Information contained in the latest government papers released by the National Archives covering the period of the 1984-85 Miners Strike will come as little surprise to activists in the union movement and beyond. Proof the miners had no alternative but to strike is confirmed in the existence of a plan to close 75 pits and axe more than 60,000 jobs in the industry, something the government vehemently denied at the time.
The papers also point to the drastic measures the Thatcher government were prepared to take in order to crush the miners and their union, the NUM. Most notably, they were secretly preparing to use the army and declare a state of emergency out of a fear the economy would grind to a halt once stockpiles of coal were exhausted. A separate contingency plan, codenamed Operation Halberd, would be used to break the dock strike.
The archives demonstrate that for all the years the Tories had schemed and stockpiled in order to pre-empt the dispute, behind the scenes, Thatcher and her ministers were often racked by doubt. A list of “worst case” options included power cuts and putting industry on a three-day week, with the impact of panic buying or food shortages a frequent concern. Minutes of a secret cabinet committee, for example, state “It was not clear how far a declaration of a state of emergency would be interpreted as a sign of determination by the government or a sign of weakness, nor to what extent to which it would increase docker support for the miners’ strike.”

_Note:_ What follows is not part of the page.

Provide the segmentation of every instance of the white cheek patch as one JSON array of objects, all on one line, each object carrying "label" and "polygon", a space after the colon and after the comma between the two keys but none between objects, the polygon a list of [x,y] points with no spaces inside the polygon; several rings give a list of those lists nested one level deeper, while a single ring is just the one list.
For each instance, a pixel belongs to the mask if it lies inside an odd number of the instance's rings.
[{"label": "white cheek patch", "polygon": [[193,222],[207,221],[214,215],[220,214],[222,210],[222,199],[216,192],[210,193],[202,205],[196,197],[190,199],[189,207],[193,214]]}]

A victory for the miners was clearly possible. In July 1984 Norman Tebbit, then Employment Secretary, wrote Thatcher a “secret and personal” letter warning that “I do not see that time is on our side”. This makes all the more criminal the role of those Labour Party and trade union leaders who failed to offer full support and assistance to the miners in this “undeclared civil war” that, in effect, paved the way for the ideologically motivated de-industrialisation and privatisation of the British economy and a further offensive on trade union rights.

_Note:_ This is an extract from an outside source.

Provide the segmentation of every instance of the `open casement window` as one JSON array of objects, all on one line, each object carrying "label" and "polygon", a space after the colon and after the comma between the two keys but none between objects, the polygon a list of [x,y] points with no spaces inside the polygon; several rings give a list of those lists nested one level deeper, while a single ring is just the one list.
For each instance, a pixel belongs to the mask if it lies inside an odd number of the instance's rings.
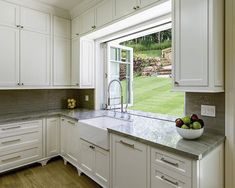
[{"label": "open casement window", "polygon": [[[121,104],[121,89],[117,81],[122,85],[123,104],[133,105],[133,49],[114,43],[106,44],[106,104],[109,108],[118,108]],[[108,87],[110,82],[109,92]],[[108,100],[110,101],[108,103]]]}]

Politicians from all sides, civil servants, right-wing union leaders, media bosses, the great and the good were enlisted to help demonise the miners and turn the tide of the dispute. That the miners were ultimately defeated was not down to their lack of courage or determination to save their communities and way of life. Nor was it down to a lack support shown to them by the wider working class across Britain, Ireland and further afield, but by the failure the right wing leaders in the labour movement to take decisive action and bring Thatcher and the agenda she embodied down when the opportunity was there, a failure that the working class and labour movement still pay for today.